Изменить размер шрифта - +
Саша же лихорадочно одевался: не хватало, чтобы соседи увидели его в избе девушки раздетым.

Но это оказалась не соседка. Грубый мужской голос интересовался у Олеси, не видела ли она чужих.

– Нет, пан Василий!

– А чего ты меня в горницу не приглашаешь? Могла бы первачом угостить!

– Нет у меня первача.

– А у батьки твоего был, я знаю. И не называй меня Василием! Я нынче на службе Великой Германии. Потому называй «пан полицейский».

– Хорошо, пан полицейский.

– Вот, другое дело. Пошли в избу, осмотреть велено.

– Не прибрано у меня…

– Ничего.

Олеся и полицейский вошли в избу.

Саша лихорадочно раздумывал, что делать. Сигануть в открытое окно? Заметит ведь. А если этот полицейский не один? Вот ведь попал в переплет!

Саша замер в ожидании какой-то развязки ситуации. Дверей между комнатками не было, лишь ситцевая занавеска. И сквозь щелочку в ней Александр видел, как по-хозяйски вошел в избу полицай – рыжий мужчина лет сорока с белой повязкой на рукаве и надписью «ПОЛИЦАЙ» на ней. Он уселся на лавку возле стола и поставил рядом с собой снятую с плеча винтовку, советскую трехлинейку, видимо, захваченную немцами в качестве трофея.

– Давай-ка, Олеся, налей, встреть гостя как положено.

Олеся фыркнула, однако нагнулась к люку подпола – видимо, самогон хранился в подвале.

Полицай среагировал мгновенно: он схватил Олесю лапищами за бедра и задрал на ней платье. Олеся взвизгнула и сделала отчаянную попытку освободиться.

Этого Саша уже стерпеть не смог. В два прыжка он оказался рядом с полицаем и заученным движением свернул ему голову. Раздался хруст шейных позвонков, детина обмяк и завалился на скамье.
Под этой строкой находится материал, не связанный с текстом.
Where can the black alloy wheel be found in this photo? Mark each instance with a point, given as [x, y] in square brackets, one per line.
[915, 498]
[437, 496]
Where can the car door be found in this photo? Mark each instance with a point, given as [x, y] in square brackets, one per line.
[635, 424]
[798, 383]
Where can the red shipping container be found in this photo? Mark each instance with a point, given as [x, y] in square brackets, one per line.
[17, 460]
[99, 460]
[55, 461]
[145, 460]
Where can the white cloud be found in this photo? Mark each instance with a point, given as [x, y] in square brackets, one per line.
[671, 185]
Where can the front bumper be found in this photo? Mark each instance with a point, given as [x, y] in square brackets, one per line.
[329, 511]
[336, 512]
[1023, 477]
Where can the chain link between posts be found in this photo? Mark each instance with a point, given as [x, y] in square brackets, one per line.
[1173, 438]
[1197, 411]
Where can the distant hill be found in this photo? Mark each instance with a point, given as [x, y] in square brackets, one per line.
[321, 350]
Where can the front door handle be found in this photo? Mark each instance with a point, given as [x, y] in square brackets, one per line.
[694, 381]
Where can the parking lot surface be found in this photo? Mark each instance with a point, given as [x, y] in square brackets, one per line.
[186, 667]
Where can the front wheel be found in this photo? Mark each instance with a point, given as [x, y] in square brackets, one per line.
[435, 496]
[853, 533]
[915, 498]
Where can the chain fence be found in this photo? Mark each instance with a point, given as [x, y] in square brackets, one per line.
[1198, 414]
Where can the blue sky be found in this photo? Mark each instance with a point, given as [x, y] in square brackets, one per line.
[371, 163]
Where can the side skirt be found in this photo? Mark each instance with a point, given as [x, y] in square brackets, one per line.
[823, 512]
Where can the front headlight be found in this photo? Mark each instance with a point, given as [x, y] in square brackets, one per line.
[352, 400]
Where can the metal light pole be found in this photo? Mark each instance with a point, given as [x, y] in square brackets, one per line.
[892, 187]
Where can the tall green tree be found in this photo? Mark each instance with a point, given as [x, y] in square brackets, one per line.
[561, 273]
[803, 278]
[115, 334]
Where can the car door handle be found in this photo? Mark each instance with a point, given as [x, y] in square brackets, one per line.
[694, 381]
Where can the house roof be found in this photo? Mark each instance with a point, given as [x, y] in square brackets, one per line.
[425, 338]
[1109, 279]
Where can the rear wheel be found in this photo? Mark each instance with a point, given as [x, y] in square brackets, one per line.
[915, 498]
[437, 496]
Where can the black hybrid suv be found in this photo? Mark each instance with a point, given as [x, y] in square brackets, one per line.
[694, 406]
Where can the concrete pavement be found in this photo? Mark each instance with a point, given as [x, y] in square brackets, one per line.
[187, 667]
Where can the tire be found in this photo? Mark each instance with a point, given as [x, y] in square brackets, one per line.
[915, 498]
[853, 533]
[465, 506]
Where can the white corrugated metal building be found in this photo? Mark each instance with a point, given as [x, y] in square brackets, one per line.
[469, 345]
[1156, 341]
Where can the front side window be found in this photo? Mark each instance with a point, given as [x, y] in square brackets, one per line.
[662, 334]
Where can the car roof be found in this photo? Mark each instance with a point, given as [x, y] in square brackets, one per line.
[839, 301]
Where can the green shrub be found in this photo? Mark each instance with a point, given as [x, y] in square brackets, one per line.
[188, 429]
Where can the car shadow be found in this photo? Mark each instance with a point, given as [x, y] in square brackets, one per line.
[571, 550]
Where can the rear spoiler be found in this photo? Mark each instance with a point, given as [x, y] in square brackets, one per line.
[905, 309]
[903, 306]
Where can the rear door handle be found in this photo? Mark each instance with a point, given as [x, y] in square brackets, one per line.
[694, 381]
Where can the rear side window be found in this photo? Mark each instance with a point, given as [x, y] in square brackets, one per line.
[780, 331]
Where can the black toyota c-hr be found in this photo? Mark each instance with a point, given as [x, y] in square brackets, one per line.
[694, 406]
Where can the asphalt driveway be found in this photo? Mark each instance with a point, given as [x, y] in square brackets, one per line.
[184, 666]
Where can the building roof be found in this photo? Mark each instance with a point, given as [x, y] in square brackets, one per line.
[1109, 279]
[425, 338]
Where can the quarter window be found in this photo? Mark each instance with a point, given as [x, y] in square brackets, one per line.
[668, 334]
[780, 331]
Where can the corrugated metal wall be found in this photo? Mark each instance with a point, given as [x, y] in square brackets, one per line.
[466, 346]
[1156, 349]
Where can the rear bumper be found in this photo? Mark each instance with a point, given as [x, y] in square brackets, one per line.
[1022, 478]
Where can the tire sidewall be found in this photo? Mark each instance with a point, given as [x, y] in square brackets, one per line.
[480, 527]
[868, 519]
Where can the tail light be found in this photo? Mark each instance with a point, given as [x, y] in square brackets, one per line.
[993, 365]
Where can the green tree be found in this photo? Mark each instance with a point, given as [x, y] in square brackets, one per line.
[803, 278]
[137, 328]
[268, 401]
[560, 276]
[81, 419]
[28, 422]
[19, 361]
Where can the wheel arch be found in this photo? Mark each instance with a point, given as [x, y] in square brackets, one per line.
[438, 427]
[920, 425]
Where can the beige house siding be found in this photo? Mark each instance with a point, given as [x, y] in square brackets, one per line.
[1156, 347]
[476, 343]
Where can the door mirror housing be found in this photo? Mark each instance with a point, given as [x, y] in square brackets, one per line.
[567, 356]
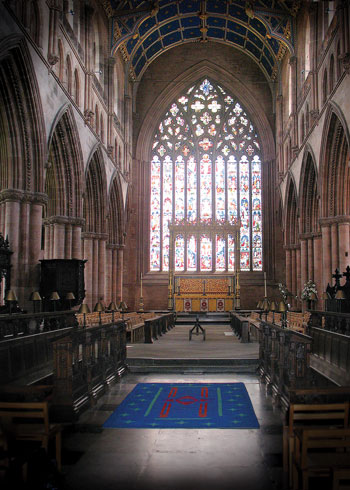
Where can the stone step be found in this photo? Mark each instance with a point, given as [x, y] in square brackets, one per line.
[209, 318]
[147, 365]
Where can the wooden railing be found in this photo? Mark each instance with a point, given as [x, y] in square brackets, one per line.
[22, 324]
[284, 358]
[331, 321]
[155, 327]
[240, 325]
[86, 361]
[26, 344]
[331, 355]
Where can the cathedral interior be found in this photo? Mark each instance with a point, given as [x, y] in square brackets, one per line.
[174, 208]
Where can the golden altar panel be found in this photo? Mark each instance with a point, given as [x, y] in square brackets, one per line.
[193, 290]
[196, 304]
[209, 285]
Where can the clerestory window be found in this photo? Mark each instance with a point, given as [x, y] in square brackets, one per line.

Прикрыв ладошкой рот, Олеся смотрела на происходящее широко раскрытыми глазами, в которых плескался нескрываемый ужас.

– Ты что сделал? – наконец произнесла она.

– Гада прищучил!

– Как очнется, что говорить будем? Ой, мамочки!

– Он уже не очнется.

– Ты его… убил? – прошептала она.

– Натурально убил.

Саша потирал руку. Рана заныла от физической нагрузки.

– Это же Василий Пасюк, из Борков!

– Был Василий, стал полицай. Туда ему и дорога!

– Он до войны в тюрьме сидел, за разбой.

– Наверное, немцы освободили.

– Ой, что же теперь будет?

Было видно, что Олеся паникует и уже находится на грани истерики. Конечно, не каждый день на глазах человека убивают, хоть он этого и заслужил своей паскудной жизнью.

– Труп я ночью уберу, – спокойно сказал Саша.

– Он до ночи в избе будет? Я боюсь мертвых, я в избу не войду!

– Живых бояться надо, чего он тебе мертвый сделает? Ты, когда открывала, других полицаев не видела?

– Вроде нет.

– Вроде! Где твои глаза?

Саша осторожно подвинул край занавески на окне.

Деревня была пустынной – никакого движения. Хорошо, если никто не видел, как Пасюк этот к Олесе зашел.

– Тихо, не видно никого.

– Зачем его убивать было? – спросила девушка.

– А зачем ты орала? Я же думал, что он тебя изнасиловать хочет.

– Отбилась бы, – как-то неуверенно ответила девушка.

– Теперь поздно об этом говорить.

Олеся ушла в другую комнату.

– Не могу я вместе с этим… – она не договорила.

Александр в раздумье присел на лавку перед лежащим на полу трупом.